Every photographer has some source of inspiration that drives them to take the photos that they do. Your source of inspiration is that thing that tells you what to photograph, how to compose it, what equipment to use, and when to release the shutter. Everybody has different sources, and therefore, everybody has different photos.
I have to admit that my inspiration for writing this didn’t come without the help from a few others. In the same day, two group writing projects were brought to my attention by two of my favorite writers. First, Vivien from Inspiration Bit, asked her readers to write about their “Source of Inspiration“. Naturally, I applied this to my favorite hobby. Photography is an art, and artists run on the fuel of inspiration. Then, Darren Rowse from Problogger, asked his readers to participate in a “Top 5 Group Writing Project” in any category of their choice. So again, I applied this to my favorite hobby. At first, I thought about doing a separate post for each project, but then I figured “why not kill two birds with one stone?” And so “My Top 5 Sources of Inspiration in Photography” post was born. If anybody else wants to participate in these projects, get over there and read the rules — there’s still plenty of time.

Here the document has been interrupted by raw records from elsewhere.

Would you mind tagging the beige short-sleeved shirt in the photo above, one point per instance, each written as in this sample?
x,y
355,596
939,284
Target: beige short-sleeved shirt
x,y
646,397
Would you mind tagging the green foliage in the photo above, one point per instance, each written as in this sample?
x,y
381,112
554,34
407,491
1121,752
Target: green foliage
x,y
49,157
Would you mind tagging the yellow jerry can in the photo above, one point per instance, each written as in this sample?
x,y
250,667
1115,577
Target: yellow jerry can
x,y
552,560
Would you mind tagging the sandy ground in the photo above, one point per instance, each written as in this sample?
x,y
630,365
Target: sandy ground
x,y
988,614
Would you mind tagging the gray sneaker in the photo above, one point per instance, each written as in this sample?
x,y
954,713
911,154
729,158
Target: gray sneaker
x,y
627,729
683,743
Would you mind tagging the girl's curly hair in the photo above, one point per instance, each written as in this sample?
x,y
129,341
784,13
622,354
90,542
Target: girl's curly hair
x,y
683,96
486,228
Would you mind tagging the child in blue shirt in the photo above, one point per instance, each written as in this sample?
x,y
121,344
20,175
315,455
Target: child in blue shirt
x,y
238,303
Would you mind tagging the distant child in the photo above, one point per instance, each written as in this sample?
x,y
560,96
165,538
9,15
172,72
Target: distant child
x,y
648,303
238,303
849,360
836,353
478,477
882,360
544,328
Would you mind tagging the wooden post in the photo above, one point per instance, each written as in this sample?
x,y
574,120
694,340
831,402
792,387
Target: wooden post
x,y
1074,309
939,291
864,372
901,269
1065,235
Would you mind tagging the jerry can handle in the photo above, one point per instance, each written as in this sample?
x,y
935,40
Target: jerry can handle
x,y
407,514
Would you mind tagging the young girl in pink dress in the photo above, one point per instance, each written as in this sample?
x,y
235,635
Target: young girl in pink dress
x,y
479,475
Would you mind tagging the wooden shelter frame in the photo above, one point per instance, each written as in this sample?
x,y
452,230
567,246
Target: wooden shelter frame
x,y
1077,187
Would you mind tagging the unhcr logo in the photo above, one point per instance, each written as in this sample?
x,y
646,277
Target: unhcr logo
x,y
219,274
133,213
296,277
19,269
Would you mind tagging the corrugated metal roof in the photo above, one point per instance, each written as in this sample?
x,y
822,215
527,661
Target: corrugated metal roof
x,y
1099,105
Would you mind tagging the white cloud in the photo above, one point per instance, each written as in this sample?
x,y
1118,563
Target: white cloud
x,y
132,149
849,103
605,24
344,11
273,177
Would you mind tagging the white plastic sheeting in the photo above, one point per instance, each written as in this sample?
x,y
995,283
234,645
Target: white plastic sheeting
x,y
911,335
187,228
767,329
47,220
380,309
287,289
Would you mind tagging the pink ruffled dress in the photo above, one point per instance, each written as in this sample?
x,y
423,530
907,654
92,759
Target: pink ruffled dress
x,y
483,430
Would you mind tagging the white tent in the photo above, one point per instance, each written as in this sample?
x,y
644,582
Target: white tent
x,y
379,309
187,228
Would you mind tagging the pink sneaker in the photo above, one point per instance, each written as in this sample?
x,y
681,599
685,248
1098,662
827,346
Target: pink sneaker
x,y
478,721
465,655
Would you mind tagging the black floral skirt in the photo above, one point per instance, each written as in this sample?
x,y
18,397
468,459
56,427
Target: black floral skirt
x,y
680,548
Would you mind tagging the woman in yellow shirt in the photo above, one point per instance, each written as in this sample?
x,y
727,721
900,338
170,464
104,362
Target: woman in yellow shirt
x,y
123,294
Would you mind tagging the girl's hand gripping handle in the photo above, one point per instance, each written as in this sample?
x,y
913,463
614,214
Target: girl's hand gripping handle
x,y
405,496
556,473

So in order of ascending importance, here are my top 5 sources of inspiration in photography.
Accomplishments of Mankind
I’m always amazed at the things we (humans) are capable of. I think people forget how far we’ve come in the last 1000, 100, 10, and even 1 year. Our lives are filled with stuff that was invented and built by other humans. Skyscrapers, bridges, machinery, vehicles, entire cities, and our cameras — all completely unnatural, yet so normal to us. I find this artificial world to be so fascinating, and it inspires me to capture it in my images. The things we know today will disappear and change before the end of tomorrow. I look back at images of our creations from the past, and it helps to give me a better appreciation for what we have today. I hope that some of my images will do the same 50 years from now.
Beauty of Nature
The accomplishments of man are amazing, but nature’s beauty is unmatched. There’s something so pure and innocent about it. Nobody invented it, thought it up, or built it — it just is, it always has been, and it always will be. Sure, things change over time, but that doesn’t make it any less natural. I don’t know what it is about pure untouched nature, but it catches our eye. Beautiful scenes and landscapes are out there waiting to be discovered — and if a photographer is there, waiting to be photographed. You can’t take nature’s beauty back with you to your home, but a good photograph is a close second. Capturing nature in a photo is one thing, but capturing the beauty of nature in a photograph is entirely different.

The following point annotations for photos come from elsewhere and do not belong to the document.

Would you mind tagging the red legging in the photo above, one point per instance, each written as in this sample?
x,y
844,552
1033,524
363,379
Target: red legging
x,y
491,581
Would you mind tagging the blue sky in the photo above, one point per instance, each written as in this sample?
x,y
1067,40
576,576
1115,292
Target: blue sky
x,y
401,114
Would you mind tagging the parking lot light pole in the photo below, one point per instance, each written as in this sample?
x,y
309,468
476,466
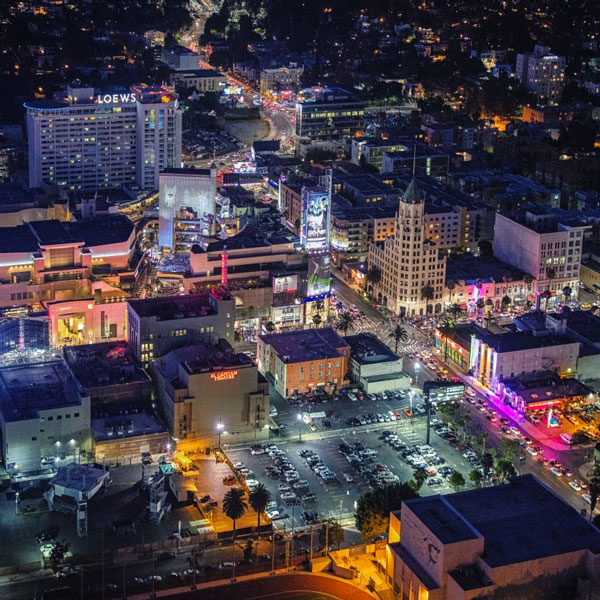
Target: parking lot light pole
x,y
220,427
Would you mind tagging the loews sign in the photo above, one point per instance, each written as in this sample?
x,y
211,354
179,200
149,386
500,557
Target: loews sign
x,y
115,98
224,375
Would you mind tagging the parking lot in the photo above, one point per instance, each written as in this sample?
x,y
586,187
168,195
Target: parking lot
x,y
346,478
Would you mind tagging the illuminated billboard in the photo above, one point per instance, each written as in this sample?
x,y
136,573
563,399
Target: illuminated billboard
x,y
315,219
319,281
189,195
286,283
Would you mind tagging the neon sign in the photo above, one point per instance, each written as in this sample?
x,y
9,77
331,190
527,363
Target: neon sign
x,y
114,98
224,375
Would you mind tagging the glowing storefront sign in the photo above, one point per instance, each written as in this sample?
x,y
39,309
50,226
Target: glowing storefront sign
x,y
115,98
224,375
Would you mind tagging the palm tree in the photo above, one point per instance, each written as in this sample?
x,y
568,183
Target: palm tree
x,y
234,507
427,294
455,310
419,478
450,285
259,499
345,321
398,334
373,276
447,328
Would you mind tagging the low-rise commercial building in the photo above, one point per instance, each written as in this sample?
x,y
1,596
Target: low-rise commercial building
x,y
375,368
43,414
474,544
44,261
208,395
302,361
158,325
202,80
330,113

I’m a learner — always have been, always will be. I loved school, and I don’t doubt that I’ll end up back in college again some day. If I’m not formally learning in a school system, I’m picking up things from people with a common interest. Photographers inspire me to try harder, try new things, and see things differently. I look though portfolios and galleries, making mental notes of the elements, compositions, post-processing, styles, and subjects that I like. I try to take those things and incorporate them into my own work — not for the sake of copying, but for growth and learning on my part. I also read a lot of articles and blogs about photography. I find these things to be a great source of inspiration when I come across a thought or technique that’s new to me. I usually can’t wait to get out and experiment with these new things. I can only hope that what knowledge I have can be passed on to other photographers through my photography and my writing.

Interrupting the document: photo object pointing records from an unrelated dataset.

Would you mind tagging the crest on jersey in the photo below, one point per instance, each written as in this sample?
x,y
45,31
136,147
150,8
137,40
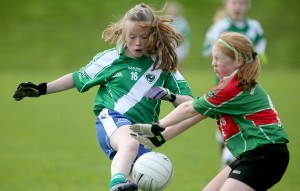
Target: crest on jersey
x,y
150,78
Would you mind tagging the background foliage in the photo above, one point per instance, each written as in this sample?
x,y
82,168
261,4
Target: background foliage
x,y
49,143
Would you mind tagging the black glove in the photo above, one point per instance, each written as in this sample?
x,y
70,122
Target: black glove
x,y
161,93
148,134
29,89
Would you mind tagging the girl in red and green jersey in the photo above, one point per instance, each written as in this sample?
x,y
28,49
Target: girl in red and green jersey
x,y
245,115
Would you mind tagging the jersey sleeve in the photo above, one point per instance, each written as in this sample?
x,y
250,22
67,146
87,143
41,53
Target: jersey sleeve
x,y
95,72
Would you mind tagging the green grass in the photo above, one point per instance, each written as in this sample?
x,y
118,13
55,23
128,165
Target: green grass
x,y
49,143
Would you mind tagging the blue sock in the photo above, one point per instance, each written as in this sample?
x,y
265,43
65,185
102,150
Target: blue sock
x,y
116,179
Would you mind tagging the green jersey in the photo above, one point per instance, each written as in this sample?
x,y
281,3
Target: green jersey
x,y
249,27
246,119
123,82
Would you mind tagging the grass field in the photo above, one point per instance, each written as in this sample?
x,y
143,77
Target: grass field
x,y
49,143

I’m so extremely competitive when it comes to the things I’m passionate about — I’ve always been that way. I take challenges and competitions as personal goals in order to better myself in some way. Photography contests are one way I challenge myself. I put my work up against the work of other photographers, in hopes that other people will enjoy my photography. I do it for myself, and by that I mean that I don’t compete using photos that I think other people will like — I use the photos I like. Another way I get inspiration through challenge is to set goals or restrictions on myself in such a way that I’ll have to get unconventional. I might go out for a shoot with just one lens on the camera, forcing myself to find new compositions that I might have otherwise overlooked. I might restrict myself to photograph things or scenes that contain one specific color or shape. In Photoshop, I may force myself to use one specific editing technique, then try to make something of it. Whenever I challenge myself, the end results aren’t always the best, but I usually learn something worth hanging on to for future use.
My kids are the whole reason I started taking pictures and getting into digital photography. For several years, they were all I would take pictures of. I still take a lot of photos of the kids, but I’ve expanded into other parts of photography too. At this moment, I probably have around 12,000 photos of the kids. They always inspire me to take more photos of them; It’s such an enjoyable way to spend time photographing — especially when they aren’t paying attention to the camera and just acting like themselves. My kids are also inspiring me in new ways as of late. I bought them a kid camera about six months ago, and they’re both constantly taking pictures. It’s very interesting to see the things that come out of that camera. They aren’t thinking about compositions, shutter speeds, apertures, lens quality, focal length, camera shake, etc. They just take pictures. I’ve actually started a set (Through the Eyes of Children) on my Flickr account that contains some of my more favorite photos taken by my kids or their friends. Check it out, go get inspired.
What is your top source of inspiration in photography?